In this era of rampant divorce and multiple marriages, one can become cynical. Why would anybody choose marriage in the 21st century? The same might be said for sticking with your own religion tradition. And yet, there is something about both marriage and religion that still tugs, that still gives us hope and meaning and order.
In Va’etchanan — which literally means “I pleaded” — Moses pleaded with God one more time to take the Israelites into the Promised Land. No, God wants Moses to make a case for this covenant between God and the Israelites, without his presence in the Holy Land. Joshua will now have the task of keeping the Israelites on the path to the One God, in a land of many temptations and many diversions.

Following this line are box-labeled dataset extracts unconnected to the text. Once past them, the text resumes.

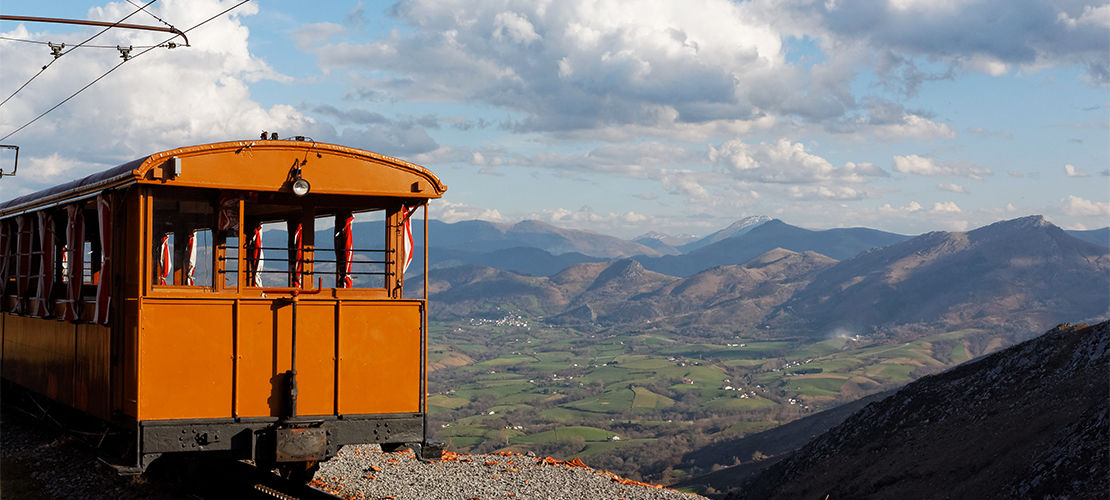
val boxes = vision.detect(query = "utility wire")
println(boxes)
[0,37,170,49]
[0,0,160,108]
[128,0,173,28]
[0,0,251,141]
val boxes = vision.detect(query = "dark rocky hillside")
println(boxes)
[729,322,1110,500]
[779,216,1110,331]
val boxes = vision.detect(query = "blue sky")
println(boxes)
[0,0,1110,238]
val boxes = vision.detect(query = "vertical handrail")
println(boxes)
[262,278,324,419]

“Two people become something greater than once they were.” This is indeed the essence of a committed, monogamous relationship, each bound to the other for something beyond themselves, in time and space. This too is the essence of religious community, the nature of a group joined together for a greater and long lasting good.
“They ask for equal dignity in the eyes of the law.” This appeal indeed captures our Jewish tradition. Starting with Genesis, the God of Israel has created all human beings in God’s image. The potential is there. And while not all of us behave as if we are walking in God’s image, that was the divine intention. If God is One, as Moses captures so succinctly, then in God’s Oneness, all are equal; regardless of gender, race, ethnicity, nation, or sexual orientation.
The Hebrew Bible is not egalitarian or democratic in 21st-century terms. It is rife with violence, prejudice and patriarchy. And yet, we get glimpses, precious insights of what might be, what could be, as generations of living with biblical interpretation unfold. We struggle with much of the text; we try to reconcile, harmonize and at times embrace what our ancestors could not understand.
Those who originally wrote down and heard the words of the biblical text would not necessarily embrace the recent Supreme Court ruling. But there are enough passages and portions, enough encapsulations of values and aspirations, that allow me and others to remain Jews of complete faith in the One God of justice and compassion. Va’etchanan gives us some of those passages, and perhaps a rudimentary roadmap for applying them: one in which the models of covenant and marriage are at the center.
Luckily and thankfully — and I dare say, thank God — in the U.S., all couples can now have all the benefits and responsibilities of marriage regardless of the individuals’ genders. In the final words of Kennedy’s majority opinion: “The Constitution grants them that right. The judgment of the Court of Appeals for the Sixth Circuit is reversed. It is so ordered.” Amen, halleluyah — and let’s get back to work to spread freedom, equality and justice for more!
Rabbi Naamah Kelman is dean of Hebrew Union College Jewish Institute of Religion’s Jerusalem School. Previously, she served as associate dean.